An Algonkian Living History lecture and demonstration detailing the experience of indigenous people in the Northeast from 1650-1690 with Drew Shuptar-Rayvis.
Explore the interconnected relationships between the Dutch, Swedes, English and Algonkian peoples in their respective regions/colonies. Track the adaptation of Native American life to European settlement and trade goods, including the importance and use of wampum through this critical period along the Atlantic and mid-Atlantic regions (southwestern CT to MD). Understand the magnitude of the earliest American culture clashes through customs of war, adoption, captivity, alliance, friendships and marriages between Natives, Europeans and Africans. Contrast the discrepancies in the concepts of land ownership and usage.
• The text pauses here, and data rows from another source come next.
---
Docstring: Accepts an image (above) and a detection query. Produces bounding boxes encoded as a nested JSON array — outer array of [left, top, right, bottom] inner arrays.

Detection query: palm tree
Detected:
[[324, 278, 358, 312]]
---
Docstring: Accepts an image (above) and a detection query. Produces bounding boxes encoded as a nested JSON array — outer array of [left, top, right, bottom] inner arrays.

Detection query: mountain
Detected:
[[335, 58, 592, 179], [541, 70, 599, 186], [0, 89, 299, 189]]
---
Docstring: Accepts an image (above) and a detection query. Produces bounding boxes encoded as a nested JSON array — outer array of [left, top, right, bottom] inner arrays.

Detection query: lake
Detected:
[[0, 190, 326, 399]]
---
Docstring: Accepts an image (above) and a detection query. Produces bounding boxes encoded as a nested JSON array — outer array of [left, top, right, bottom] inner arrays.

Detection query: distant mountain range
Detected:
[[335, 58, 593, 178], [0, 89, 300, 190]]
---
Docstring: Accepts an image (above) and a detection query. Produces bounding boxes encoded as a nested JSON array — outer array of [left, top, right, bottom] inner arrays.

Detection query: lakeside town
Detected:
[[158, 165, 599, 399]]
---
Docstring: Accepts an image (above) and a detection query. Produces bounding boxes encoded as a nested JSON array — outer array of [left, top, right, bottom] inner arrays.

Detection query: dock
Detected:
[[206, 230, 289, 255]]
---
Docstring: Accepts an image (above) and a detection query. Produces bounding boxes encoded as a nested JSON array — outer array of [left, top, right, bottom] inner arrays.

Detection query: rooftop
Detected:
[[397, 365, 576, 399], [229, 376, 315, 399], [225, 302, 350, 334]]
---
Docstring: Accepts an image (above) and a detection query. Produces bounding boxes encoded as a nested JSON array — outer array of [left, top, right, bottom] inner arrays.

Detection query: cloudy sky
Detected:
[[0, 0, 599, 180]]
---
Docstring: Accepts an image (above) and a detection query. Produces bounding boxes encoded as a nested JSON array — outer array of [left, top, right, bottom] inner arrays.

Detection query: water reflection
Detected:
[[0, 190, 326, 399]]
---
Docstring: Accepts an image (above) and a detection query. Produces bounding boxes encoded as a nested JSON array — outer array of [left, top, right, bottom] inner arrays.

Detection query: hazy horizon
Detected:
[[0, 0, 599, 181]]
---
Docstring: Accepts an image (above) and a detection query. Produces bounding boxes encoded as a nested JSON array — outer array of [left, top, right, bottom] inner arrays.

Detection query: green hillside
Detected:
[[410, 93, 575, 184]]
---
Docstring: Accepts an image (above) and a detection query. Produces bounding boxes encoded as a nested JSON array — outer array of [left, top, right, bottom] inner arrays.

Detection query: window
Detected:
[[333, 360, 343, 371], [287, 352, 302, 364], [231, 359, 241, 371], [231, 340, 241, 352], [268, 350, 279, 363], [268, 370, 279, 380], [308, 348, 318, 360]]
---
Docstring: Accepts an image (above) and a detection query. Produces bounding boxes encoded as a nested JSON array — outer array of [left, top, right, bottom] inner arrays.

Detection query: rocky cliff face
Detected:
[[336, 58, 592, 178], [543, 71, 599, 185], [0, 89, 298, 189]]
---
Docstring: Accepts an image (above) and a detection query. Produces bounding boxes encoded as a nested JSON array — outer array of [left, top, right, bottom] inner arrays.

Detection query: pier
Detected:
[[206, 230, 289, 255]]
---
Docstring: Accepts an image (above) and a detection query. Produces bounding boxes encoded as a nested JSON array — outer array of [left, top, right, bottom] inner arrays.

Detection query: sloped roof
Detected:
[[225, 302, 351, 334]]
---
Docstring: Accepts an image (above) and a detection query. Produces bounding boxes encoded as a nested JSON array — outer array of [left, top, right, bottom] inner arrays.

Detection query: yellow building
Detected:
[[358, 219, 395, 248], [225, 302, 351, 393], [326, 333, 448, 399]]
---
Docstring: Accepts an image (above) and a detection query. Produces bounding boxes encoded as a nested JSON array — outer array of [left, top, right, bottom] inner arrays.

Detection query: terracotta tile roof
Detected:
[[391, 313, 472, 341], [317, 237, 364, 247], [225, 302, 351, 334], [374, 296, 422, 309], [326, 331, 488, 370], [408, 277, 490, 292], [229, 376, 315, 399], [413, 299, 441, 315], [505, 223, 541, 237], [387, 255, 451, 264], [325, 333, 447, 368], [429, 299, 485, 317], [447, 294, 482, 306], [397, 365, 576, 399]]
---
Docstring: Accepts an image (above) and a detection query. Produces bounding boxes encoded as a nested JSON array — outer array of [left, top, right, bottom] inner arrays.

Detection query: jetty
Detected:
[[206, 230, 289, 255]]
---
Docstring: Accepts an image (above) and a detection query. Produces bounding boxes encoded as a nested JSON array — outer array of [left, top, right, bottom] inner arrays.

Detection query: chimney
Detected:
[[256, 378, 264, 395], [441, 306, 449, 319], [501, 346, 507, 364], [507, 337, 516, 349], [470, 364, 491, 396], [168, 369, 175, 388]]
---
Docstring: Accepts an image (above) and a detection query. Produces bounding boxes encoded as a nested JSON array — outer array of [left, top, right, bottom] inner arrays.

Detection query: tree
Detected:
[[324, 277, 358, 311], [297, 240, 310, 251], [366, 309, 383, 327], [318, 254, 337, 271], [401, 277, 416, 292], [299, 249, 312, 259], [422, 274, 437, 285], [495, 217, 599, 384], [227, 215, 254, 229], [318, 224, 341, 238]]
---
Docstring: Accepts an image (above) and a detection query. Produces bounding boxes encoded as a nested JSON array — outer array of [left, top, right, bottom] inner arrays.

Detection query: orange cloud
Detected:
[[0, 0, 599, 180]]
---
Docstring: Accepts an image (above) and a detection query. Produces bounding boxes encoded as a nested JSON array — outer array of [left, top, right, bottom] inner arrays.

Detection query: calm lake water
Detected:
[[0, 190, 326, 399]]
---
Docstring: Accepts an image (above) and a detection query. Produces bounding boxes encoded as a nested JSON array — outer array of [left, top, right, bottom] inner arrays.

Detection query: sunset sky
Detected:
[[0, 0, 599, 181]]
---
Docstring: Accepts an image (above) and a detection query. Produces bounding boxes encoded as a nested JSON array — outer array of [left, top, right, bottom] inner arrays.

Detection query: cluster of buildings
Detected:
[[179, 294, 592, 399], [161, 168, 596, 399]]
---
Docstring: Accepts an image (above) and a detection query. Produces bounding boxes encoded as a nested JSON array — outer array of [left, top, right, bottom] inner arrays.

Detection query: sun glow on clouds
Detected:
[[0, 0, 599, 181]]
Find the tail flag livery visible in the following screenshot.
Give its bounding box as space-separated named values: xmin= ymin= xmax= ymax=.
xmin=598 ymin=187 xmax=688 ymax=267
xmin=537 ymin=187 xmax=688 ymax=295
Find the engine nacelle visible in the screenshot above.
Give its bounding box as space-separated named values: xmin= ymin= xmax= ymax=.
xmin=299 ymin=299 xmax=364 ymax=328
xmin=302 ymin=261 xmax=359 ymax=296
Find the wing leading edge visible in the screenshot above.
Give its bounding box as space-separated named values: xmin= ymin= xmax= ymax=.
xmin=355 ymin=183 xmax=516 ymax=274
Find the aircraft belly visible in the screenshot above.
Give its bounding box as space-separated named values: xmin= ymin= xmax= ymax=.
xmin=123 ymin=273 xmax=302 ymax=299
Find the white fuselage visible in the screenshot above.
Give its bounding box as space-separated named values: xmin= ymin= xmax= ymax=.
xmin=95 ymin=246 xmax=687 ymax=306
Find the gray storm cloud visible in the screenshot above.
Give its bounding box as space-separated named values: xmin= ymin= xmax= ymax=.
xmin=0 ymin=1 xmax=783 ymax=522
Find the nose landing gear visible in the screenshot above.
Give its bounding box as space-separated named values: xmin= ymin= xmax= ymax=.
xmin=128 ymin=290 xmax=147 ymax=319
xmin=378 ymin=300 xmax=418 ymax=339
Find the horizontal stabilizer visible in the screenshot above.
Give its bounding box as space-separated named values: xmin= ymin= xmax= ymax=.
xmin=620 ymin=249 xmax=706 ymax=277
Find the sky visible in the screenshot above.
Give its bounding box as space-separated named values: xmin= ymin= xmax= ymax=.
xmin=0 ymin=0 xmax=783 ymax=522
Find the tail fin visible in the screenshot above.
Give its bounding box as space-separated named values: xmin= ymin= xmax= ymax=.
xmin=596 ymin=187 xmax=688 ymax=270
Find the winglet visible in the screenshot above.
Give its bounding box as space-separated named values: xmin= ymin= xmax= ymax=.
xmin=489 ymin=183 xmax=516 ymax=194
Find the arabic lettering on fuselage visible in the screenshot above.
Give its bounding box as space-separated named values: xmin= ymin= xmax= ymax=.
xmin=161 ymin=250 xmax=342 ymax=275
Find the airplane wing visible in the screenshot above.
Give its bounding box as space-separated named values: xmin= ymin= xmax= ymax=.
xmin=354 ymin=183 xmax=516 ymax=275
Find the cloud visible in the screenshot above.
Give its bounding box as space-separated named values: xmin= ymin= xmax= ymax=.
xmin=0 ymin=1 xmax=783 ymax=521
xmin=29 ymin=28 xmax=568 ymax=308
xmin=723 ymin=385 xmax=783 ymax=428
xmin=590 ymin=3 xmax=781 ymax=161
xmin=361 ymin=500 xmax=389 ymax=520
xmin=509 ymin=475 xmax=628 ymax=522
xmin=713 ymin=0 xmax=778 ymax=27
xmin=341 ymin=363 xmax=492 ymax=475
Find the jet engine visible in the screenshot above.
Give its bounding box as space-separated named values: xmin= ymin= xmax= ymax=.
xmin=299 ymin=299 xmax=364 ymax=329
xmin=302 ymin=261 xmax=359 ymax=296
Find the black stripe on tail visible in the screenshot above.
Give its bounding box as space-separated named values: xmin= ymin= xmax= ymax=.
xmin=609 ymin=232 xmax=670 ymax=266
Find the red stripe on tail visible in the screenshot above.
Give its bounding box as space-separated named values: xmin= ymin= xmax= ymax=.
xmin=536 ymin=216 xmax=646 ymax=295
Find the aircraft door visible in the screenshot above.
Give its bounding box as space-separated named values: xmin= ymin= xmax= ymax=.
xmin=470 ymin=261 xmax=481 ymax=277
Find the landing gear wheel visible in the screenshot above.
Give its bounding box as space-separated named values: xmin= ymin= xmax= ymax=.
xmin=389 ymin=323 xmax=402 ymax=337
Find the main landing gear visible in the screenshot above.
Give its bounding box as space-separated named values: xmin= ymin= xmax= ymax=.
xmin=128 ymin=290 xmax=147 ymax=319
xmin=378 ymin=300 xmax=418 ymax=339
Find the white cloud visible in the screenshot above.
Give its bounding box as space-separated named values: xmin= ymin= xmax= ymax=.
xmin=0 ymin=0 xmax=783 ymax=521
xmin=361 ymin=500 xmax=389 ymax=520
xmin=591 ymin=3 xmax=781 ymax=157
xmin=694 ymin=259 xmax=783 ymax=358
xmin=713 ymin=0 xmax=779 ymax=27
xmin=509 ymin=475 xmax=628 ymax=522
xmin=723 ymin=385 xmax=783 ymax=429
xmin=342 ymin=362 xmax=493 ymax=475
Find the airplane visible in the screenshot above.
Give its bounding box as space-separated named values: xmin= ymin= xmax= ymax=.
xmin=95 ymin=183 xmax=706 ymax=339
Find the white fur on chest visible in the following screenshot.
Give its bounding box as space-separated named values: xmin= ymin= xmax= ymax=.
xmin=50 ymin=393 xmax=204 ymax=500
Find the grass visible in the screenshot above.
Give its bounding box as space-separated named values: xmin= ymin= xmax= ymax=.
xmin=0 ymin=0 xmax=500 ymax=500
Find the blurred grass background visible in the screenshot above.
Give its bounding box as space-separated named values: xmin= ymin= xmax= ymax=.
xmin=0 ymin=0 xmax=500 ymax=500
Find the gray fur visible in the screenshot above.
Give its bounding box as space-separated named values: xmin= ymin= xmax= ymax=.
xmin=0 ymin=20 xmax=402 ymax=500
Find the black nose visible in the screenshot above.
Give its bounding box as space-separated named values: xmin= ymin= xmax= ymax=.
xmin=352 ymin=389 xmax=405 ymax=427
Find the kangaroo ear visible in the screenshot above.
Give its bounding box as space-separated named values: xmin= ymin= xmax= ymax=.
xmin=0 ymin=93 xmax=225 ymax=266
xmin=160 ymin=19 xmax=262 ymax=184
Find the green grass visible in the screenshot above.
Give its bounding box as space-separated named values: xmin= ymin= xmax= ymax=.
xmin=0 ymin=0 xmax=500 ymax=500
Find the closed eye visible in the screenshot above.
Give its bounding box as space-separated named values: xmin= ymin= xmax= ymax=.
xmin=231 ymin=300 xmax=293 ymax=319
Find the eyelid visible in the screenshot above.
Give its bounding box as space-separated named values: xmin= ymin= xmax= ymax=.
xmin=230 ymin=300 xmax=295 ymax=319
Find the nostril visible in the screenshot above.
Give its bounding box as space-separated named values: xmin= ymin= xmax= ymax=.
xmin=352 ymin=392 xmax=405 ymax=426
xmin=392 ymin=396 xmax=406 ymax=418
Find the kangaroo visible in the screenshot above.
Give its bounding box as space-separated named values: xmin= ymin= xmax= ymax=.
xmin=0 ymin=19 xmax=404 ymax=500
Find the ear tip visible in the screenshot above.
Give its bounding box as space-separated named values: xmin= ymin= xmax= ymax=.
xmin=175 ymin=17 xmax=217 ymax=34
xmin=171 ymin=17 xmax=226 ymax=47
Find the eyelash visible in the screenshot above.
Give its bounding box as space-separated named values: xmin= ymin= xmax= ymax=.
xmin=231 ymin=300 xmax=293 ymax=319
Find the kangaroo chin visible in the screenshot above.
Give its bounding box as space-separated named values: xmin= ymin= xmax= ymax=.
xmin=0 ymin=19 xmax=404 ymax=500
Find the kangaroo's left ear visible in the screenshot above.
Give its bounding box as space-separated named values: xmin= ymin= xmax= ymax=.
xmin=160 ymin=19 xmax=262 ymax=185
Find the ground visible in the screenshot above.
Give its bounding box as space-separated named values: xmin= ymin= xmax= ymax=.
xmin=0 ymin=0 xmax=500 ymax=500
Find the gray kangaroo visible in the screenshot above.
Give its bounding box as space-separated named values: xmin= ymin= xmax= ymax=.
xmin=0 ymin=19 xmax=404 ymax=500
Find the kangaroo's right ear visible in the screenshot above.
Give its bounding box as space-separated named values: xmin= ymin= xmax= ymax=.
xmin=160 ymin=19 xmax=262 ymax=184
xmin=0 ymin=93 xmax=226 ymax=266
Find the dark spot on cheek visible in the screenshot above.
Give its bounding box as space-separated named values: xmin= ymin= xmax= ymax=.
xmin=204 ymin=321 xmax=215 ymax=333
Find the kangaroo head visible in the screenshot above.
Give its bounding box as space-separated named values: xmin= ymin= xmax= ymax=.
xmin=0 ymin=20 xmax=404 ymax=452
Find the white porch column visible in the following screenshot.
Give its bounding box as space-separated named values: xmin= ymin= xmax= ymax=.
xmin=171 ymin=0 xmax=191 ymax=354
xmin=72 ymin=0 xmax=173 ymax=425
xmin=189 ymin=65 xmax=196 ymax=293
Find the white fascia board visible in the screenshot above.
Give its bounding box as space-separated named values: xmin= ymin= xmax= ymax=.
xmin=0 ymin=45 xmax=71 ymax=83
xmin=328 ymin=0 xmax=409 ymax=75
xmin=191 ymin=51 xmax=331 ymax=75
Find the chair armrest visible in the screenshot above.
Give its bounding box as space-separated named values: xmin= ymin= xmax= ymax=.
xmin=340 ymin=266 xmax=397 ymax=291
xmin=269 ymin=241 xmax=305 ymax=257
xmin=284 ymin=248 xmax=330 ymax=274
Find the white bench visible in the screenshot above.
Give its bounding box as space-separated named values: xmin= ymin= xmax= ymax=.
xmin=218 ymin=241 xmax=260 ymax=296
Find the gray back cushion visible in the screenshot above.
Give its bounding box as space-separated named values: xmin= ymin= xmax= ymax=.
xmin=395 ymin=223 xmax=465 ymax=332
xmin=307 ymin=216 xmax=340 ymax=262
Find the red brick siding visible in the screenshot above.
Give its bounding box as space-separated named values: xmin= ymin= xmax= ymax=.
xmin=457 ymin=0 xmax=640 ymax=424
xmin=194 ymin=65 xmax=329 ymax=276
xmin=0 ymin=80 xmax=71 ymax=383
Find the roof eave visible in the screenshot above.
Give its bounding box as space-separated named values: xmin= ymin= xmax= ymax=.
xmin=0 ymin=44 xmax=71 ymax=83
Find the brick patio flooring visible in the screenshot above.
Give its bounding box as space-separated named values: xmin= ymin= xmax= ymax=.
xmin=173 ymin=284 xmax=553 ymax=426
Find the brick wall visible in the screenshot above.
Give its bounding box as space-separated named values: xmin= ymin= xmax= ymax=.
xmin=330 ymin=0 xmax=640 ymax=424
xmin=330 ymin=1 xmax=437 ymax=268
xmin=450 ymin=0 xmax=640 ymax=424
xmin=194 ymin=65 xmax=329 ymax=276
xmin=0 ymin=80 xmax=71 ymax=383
Discuss the overshadowed early colonial conflicts, including the Peach War, Keift’s War, King Phillip’s War and King William’s War.
Drew Shuptar-Rayvis (Pekatawas MakataweU “Black Corn”) holds a cum laude Bachelor of Arts in Anthropology and Sociology from Western Connecticut State University and a Certificate Degree in Archaeology from Norwalk Community College. A true American of the mid-Atlantic region, his family includes indigenous Accomac and Pocomoke heritage, Pennsylvania Dutch, Welsh, Swiss, English, Scots-Irish, Boyko Ukrainian and Ashkanazi Jewish, he honors all of his ancestors as a practicing living historian and regularly participates in colonial era reenactments, interpretations and public educational events. He has studied and become proficient in the reading of Wampum and works diligently in the research and preservation of the Eastern Woodland languages, particularly Renape and Mahican and is educated in the many European languages at use in the Colonial Period. He was the first garden manager of Western Connecticut State University’s Permaculture Garden, and practices Native horticulture.